I submit to you tonight that there are "little girls" in our culture today who are being abused by those who would kill or assault them. Who are these children whom we are called to defend? Some are yet to be born. Should we attempt to save them? Jesus said, "Inasmuch as you do it unto the least of these, my brethren, you do it unto Me" (Matthew 25:40, NIV). Would His words apply to those helpless little boys and girls who cannot speak on their own behalf? Can you ignore their plight, in good conscience, by saying, How about the newborn? How about that "little girl" who's left to die on a porcelain table because she is developmentally disabled? What about the elementary school child who's being taught that homosexuality is just another lifestyle to be considered? What about the teenagers whom Colin Powell told to go ahead and have lots of really good sex as long as they do it the "safe" way? How about the unloved elderly person who is being subjected to "involuntary euthanasia" in Holland? This practice may be right around the corner for us here in America. Will we have the courage to fight it when that day arrives? The state of Oregon is already engaging in a form of euthanasia called "physician-assisted suicide." The next logical step is murder.

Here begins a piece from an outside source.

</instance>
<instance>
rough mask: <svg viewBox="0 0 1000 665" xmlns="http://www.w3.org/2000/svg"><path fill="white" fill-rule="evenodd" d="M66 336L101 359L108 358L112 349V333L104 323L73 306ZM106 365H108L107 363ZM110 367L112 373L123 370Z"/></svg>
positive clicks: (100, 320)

Do we have a responsibility to save each of those "little girls"? I submit that we most certainly do. We're in a very difficult situation now. It's tough. It's hard moving against the tide of public opinion, the media, the entertainment industry, the Congress, the libraries, the professions and the other cultural forces that are making fun of us. It is unpleasant to be called "the religious right" and "the far right" and "religious extremists " and "fundamentalist right-wing crazies." None of us likes that. But being ridiculed and marginalized is the price we must pay to defend what we believe. Jesus told us that it would be that way.